In the first two years of my PhD. I ran the postgraduate seminars in the UCL mathematics department. For information on these, including to find out if we have any upcoming talks that you may be interested in please visit the PReSS Talks page. They are now run on a more informal basis by Isidoros Strouthos. In addition to this I co-organised the 2008 UCL Mathematics Postgrad Mini-Conferenceand a Galois Theory One Day Course with my supervisor Andrei Yafaev. For the past three years I have been quite involved with the teaching the department does with local school kids; helping out on all of the GCSE and A-Level revision days (it turns out that I really like doing a bit of teaching). In my free time I have been starting an online graffiti business http://godofgraffiti.co.uk which is close to launch as we now have a deal on the table over content, and I am also in the process of starting an art gallery http://speedcoin.co.uk.
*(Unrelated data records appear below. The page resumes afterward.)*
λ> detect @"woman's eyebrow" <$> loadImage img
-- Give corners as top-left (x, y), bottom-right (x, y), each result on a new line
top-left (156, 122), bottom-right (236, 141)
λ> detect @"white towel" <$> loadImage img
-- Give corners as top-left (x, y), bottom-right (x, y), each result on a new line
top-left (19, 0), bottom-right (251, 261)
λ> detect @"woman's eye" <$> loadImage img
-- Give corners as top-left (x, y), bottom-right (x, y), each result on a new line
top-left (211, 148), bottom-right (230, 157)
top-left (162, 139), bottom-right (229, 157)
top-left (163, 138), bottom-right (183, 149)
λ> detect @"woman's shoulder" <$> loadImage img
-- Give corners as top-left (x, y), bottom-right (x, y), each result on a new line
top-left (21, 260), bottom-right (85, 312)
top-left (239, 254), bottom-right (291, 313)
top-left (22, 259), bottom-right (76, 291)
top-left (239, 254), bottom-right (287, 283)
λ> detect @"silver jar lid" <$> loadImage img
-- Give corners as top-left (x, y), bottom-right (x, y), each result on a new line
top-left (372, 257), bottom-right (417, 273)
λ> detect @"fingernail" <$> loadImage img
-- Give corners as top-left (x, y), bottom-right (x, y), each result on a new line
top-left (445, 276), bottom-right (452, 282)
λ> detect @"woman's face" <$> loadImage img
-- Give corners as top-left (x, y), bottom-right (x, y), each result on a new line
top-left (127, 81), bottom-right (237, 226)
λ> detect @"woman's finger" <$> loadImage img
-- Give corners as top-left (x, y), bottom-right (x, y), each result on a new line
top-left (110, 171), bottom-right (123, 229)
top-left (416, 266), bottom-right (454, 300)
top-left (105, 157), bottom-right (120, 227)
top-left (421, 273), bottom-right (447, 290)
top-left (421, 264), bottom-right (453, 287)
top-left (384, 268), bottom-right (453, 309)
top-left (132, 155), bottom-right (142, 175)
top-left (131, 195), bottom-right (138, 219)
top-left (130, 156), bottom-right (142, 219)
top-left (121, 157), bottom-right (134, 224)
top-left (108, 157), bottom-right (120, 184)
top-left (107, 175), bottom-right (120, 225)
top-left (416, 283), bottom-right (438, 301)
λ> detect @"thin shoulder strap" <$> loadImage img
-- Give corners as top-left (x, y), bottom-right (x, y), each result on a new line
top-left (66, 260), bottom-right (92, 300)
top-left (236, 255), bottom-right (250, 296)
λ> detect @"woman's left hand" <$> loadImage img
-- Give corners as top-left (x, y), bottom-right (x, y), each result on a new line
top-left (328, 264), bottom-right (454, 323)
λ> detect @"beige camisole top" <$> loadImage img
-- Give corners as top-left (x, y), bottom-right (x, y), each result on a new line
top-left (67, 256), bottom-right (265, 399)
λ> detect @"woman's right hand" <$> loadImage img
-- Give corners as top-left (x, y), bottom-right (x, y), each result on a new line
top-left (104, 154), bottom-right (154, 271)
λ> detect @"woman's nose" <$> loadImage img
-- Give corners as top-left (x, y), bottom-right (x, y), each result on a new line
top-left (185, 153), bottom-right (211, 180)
During my PhD. I have become very interested in the C++ programming language. C++ tends not to be used very often in mathematics; people either use C, Fortran or some scripting language such as Mathematica. Mathematica is useful because it does a lot for you and allows you to put something together quickly, but for large scale computation it is far too slow and clunky to be practical. C and Fortran have large pre-existing libraries and are fast, but being procedural languages it can be easy to loose the relationship between the code and the problem itself. C++ is nearly as fast as C and Fortran (and C++ compilers are under constant development) and with object orientation and template metaprogramming techniques it is possible to write code that feels like the structure it is attempting to study.
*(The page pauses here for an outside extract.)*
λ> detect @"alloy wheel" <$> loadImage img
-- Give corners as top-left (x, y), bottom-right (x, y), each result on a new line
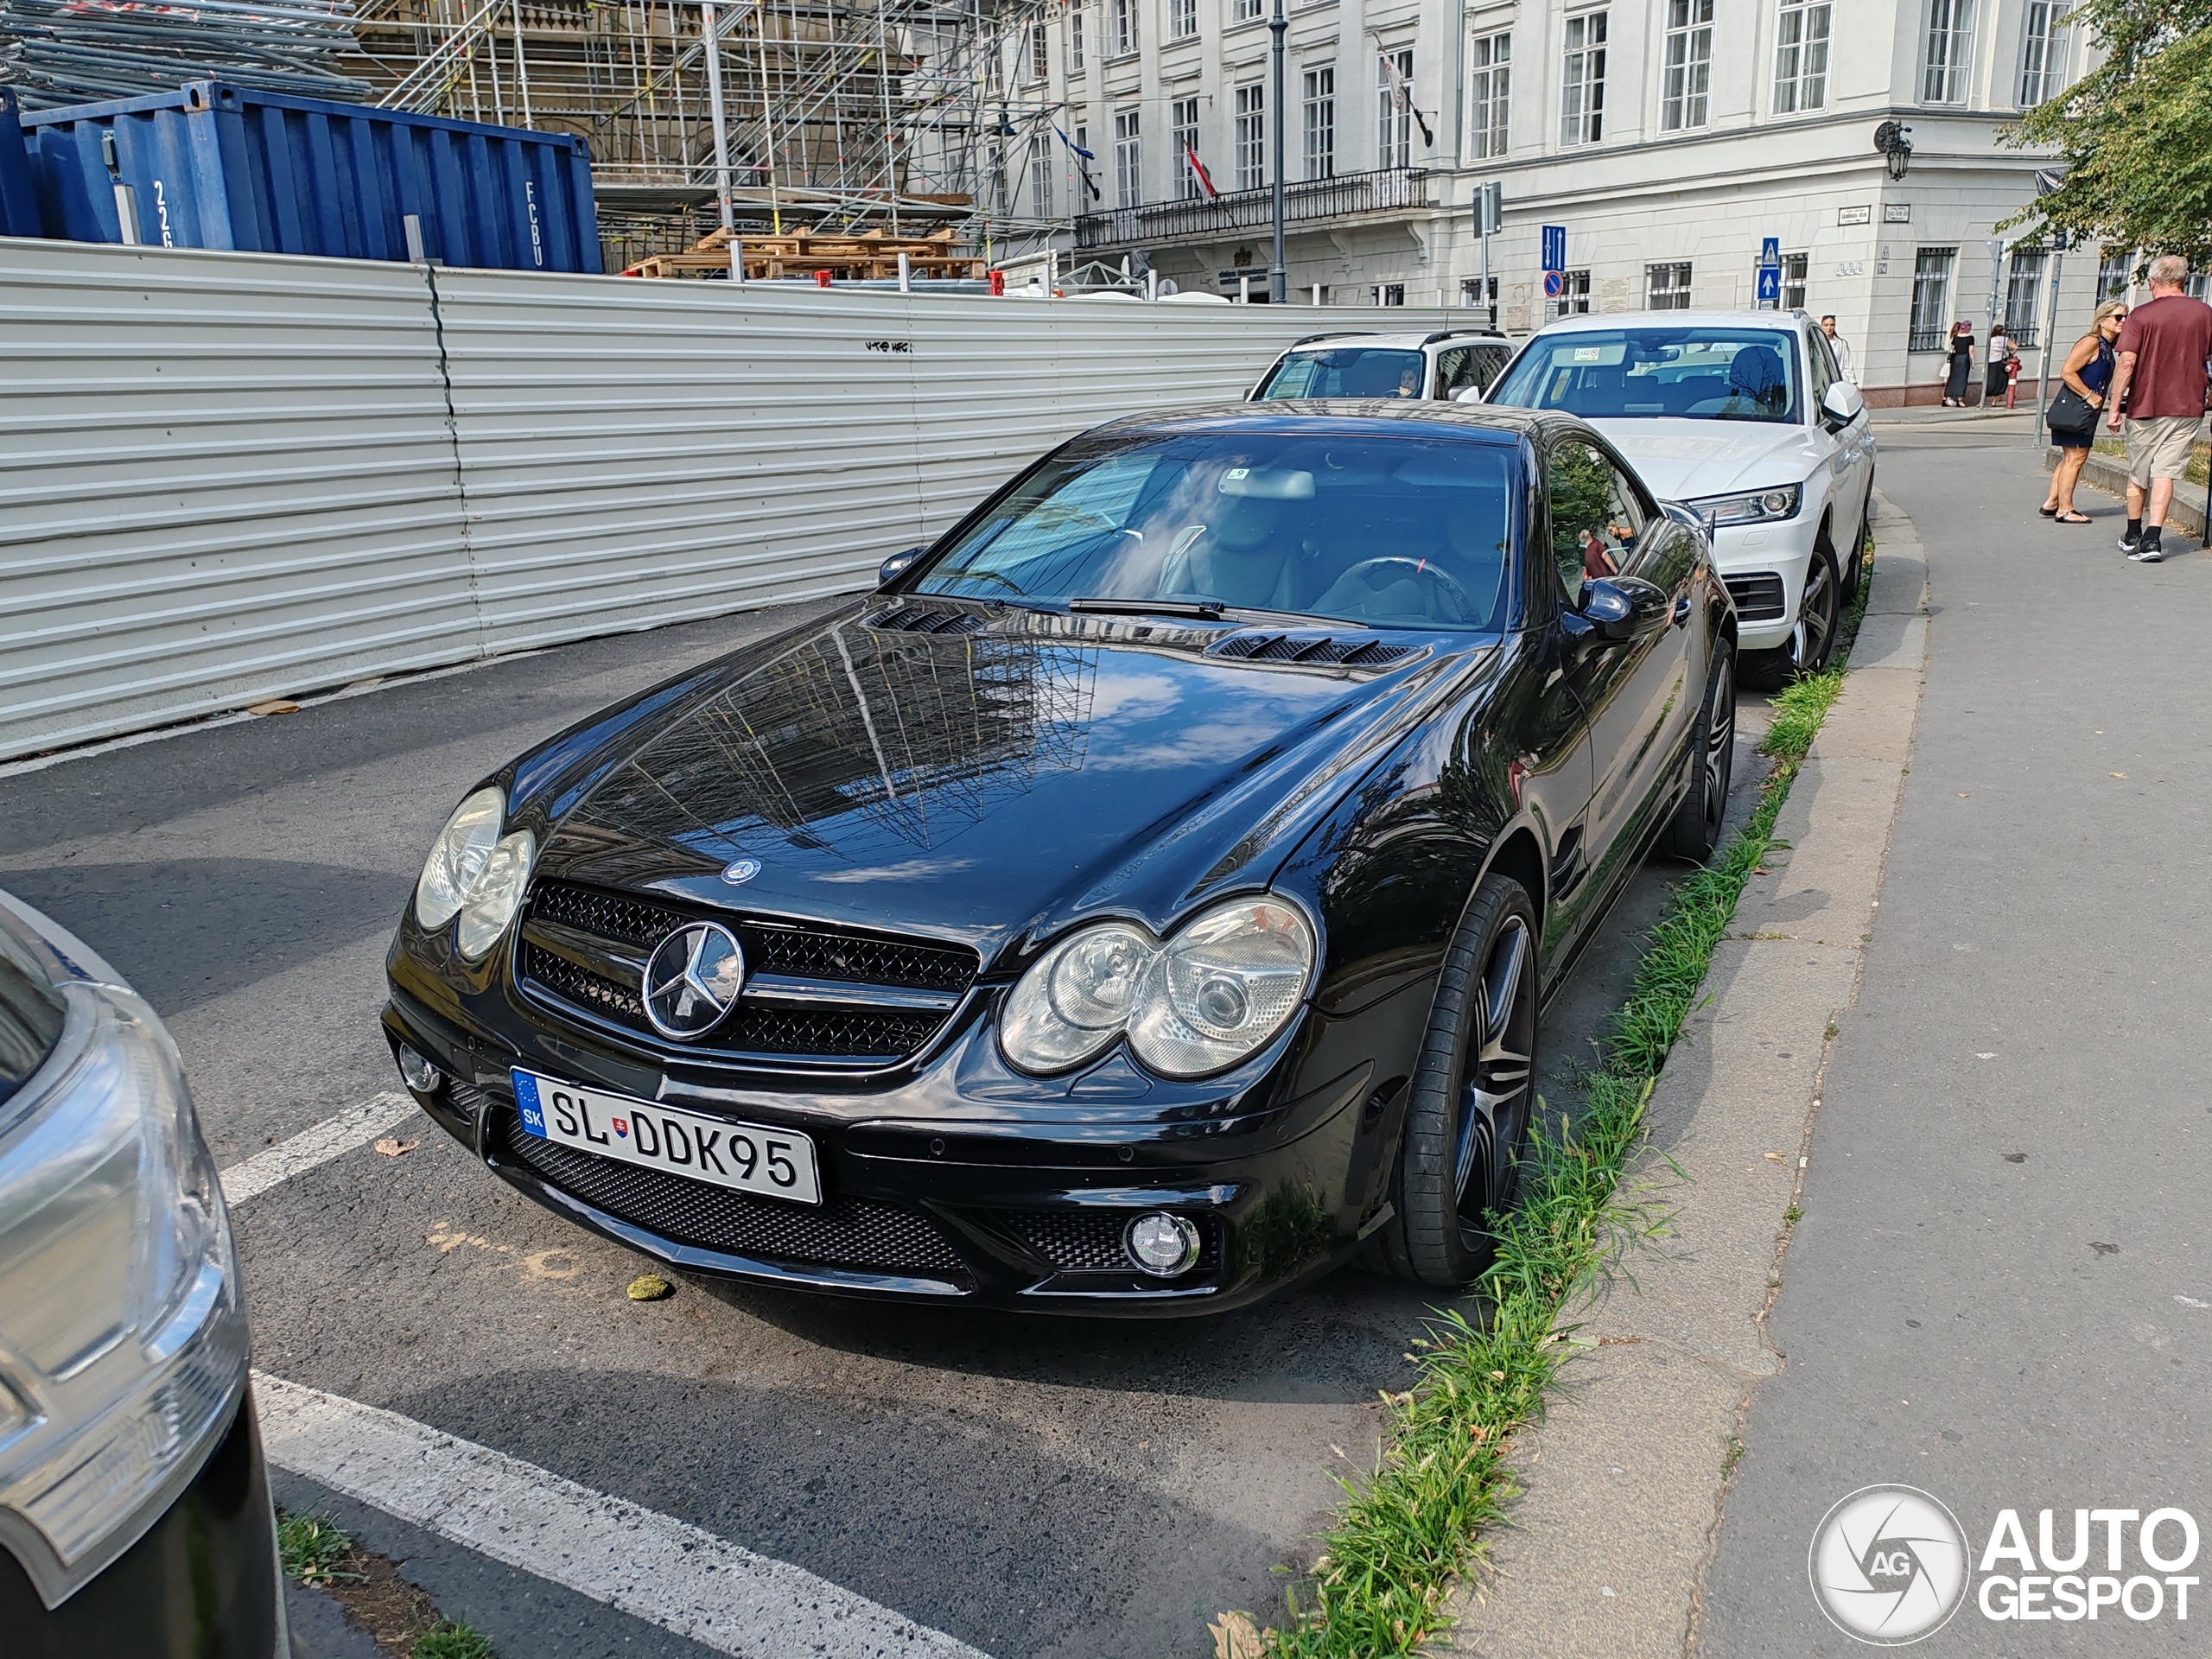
top-left (1701, 656), bottom-right (1737, 842)
top-left (1452, 914), bottom-right (1535, 1243)
top-left (1789, 555), bottom-right (1838, 675)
C++ is definitely not a rapid development tool, it is probably the slowest viable language to write in at the moment since it has a huge learning curve (probably about a year of heavy coding to get profficient) and there aren't any strong mathematical libraries available; there is the Pari C library, but I don't think that there is any real hope of integrating that properly into C++ due to the memory model that they use. That means that you basically have to start from scratch and do everything yourself; the up side is that you learn a lot and have a skill that is useful in the non-academic world, the down side is that it takes 10 times longer than you would like to get your code written. However, the boost library is excellent and eases many woes. My hope is that in time people will move across to C++ so that research students who choose to leave academia (as most do) will take a skill with them that they can apply directly to earn a living rather than needing to retrain for the commercial world.
Before joining UCL I did the Mathematics and the foundations of Computer Science (MFoCS) MSc. course at Oxford University. My dissertation project was entitled "HIGHER RAMIFICATION THEORY: TOTALLY RAMIFIED p-ADIC EXTENSIONS AND THEIR LOWER FILTRATIONS.", on the basis of this they awarded me a distinction. At some point I might get around to picking up the degree certificate from them.
In the dissertation I classify a type of invrariant sequence of rational numbers associated with the field extension of two p-adic fields; this sequence is known as the lower filtration of the extension. The proof of the result is constructive in that it allows you to construct the field extension associated with a sequence whenever such an extension exists. It works using an isomorphism between totally ramified extensions of p-adic fields and the newton polygon (or ramification polygon) of the generating polynomial. The thesis also includes a decent introduction to local fields (handy to read before reading Serre's local fields maybe so you have an idea of what is going on). I don't know if this result is actually in the literature, I haven't published it. I think the Newton polygon is well understood, so my result is something of a corollary of result connecting the polygon with extensions and as such is immediate once you fully understand the polygon. However, the work is entirely my own. You can get a copy of the thesis here lowerfiltrationnocan.dvi (it is a .dvi file since I lost the original images so I am no longer able to create a .pdf - the chances are that if you have any interest in the contents you will know how to open one of these files.)
Please feel free to rip off anything you like on this page. BT MMVI.